Ottawa Journal (30 Oct 1918:4) (dated Oct 28) - “Hamilton has every reason to feel proud...has brought such distinction on the city…"
Fredericton Gleaner
(2 Nov 1918) – “No man has stepped to the front more rapidly than Dr. W. Reginald Jaffrey …"


Dr. Wm Reginald Jaffrey made one of the earliest medical achievements during the pandemic of 1918, having created and used both an experimental vaccine and a convalescent plasma serum, and was one of the small handful of doctors globally to do this work. He was a skilled and keen experimental scientist, pathologist and bacteriologist, and he had studied immunology extensively, such as it was in the day. It's no wonder he did what he did, and his dramatic story was played out in the press in the fall of 1918.

Dr. William Reginald Jaffrey was born in 1889 in Fredericton NB, where his family helped to shape New Brunswick history. His father William was a farmer, furniture maker and Fredericton city Magistrate. His grandfather the Rev. Wm Jaffrey was one of the original preachers in those parts, founding Holy Trinity Church in St. Mary's, Fredericton. The carpenter Gothic church, still standing, contains the oldest stained glass in New Brunswick. The two family homes still stand on McKeen and Jaffrey Streets in North Devon, Fredericton. One of them boasts the only "widow's walk" on the St. John River. And Jaffrey Hill is still a fixture down the road in St. John.

Reginald Jaffrey went to Queen's University and graduated Queen's Meds 1913. He was then a post-grad at New York University then held a bacteriologist position. In the spring of 1914, when war was imminent, he joined the Canadian Army Medical Corps as part of the Kingston group, which included some of the top names in Canadian CAMC history. [I have written a story about this group.] He continued to work in the U.S. until a job opening facilitated his move to Hamilton.

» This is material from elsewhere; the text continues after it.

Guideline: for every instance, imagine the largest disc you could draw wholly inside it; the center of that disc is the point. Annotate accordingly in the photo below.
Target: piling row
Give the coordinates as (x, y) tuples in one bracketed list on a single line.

Hamilton and the Spanish Influenza Pandemic

In the fall of 1914, Dr. Jaffrey was hired as Pathologist for the City of Hamilton and the Hamilton General and was in charge of the city lab, replacing Dr. Deadman, who had enlisted. Dr. Jaffrey was in this position for the duration of the war, and when the Spanish Influenza hit in the fall of 1918, he was in the thick of it.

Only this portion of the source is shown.